Salt Labs CEO Jason Lee said: “Fin Capital was an ideal partner for us given their full life cycle investment strategy. We are looking forward to partnering with them from pre-seed to IPO. We are also excited that 100% of our institutional investors are DailyPay investors who have backed us before.”

SEC shuts down Beaxy crypto exchange, founder sued for SEC violations

Beaxy crypto exchange is the latest casualty of the ongoing chaos in the crypto industry. Beaxy officially closed its doors after the U.S. Securities and Exchange Commission (SEC) charged the company with violations.

The SEC charged Beaxy and its executives for operating an unregistered exchange, brokerage, and clearing agency simultaneously, making it the first cryptocurrency platform to be shut down by the agency.

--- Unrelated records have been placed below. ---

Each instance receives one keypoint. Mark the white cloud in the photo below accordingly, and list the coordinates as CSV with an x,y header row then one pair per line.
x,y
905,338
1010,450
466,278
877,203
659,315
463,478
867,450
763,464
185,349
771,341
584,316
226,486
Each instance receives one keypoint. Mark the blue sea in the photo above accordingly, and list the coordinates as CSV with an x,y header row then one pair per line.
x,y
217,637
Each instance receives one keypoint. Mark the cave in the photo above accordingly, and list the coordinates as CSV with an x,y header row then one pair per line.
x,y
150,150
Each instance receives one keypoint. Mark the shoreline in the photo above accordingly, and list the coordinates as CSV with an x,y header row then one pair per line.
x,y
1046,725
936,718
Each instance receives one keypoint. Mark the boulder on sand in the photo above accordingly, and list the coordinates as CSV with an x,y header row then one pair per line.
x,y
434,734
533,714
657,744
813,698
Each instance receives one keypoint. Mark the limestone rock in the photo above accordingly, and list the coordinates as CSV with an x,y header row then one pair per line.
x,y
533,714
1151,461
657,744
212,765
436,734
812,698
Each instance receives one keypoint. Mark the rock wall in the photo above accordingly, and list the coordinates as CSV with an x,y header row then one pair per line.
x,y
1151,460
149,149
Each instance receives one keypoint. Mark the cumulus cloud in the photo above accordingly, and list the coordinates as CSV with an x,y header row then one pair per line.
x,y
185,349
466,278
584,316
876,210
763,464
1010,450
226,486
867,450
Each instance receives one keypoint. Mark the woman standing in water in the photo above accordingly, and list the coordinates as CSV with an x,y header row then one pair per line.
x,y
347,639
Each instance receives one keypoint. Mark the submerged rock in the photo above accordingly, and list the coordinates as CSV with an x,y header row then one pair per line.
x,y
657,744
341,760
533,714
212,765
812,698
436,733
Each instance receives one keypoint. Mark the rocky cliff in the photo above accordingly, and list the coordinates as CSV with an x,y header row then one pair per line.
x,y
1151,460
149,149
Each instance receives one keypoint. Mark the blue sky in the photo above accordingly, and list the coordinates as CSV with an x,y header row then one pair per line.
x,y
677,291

In a statement on Wednesday, the agency for failing to register as a national securities exchange, broker, and clearing agency.

The SEC also charged Beaxy founder, Artak Hamazaspyan, and a company under his control, Beaxy Digital, Ltd. for conducting an unregistered offering of the Beaxy token (BXY) and raising $8 million. Additionally, the agency also said that Hamazaspyan “misappropriated at least $900,000 for personal use, including gambling.” Lastly, the SEC has charged market makers who were operating on the Beaxy Platform for acting as unregistered dealers.

According to the SEC’s complaint, Windy Inc. took over the Beaxy platform in 2019 after the founder misappropriated money, and managers Nicholas Murphy and Randolph Bay Abbott maintained Beaxy for trading crypto assets “that were offered and sold as securities,” the SEC added.

The complaint also alleges that Windy, through the Beaxy Platform, violated the Securities Exchange Act of 1934.

“When a crypto intermediary combines all of these functions under one roof – as we allege that Beaxy did – investors are at serious risk,” Gurbir Grewal, the SEC’s enforcement chief, said in the statement. “The blurring of functions and the lack of registrations meant that regulations designed to protect investors were not followed or even recognized by Beaxy.”

Meanwhile, Beaxy said on its website that it was suspending its operations because of the “uncertain regulatory environment surrounding our business.”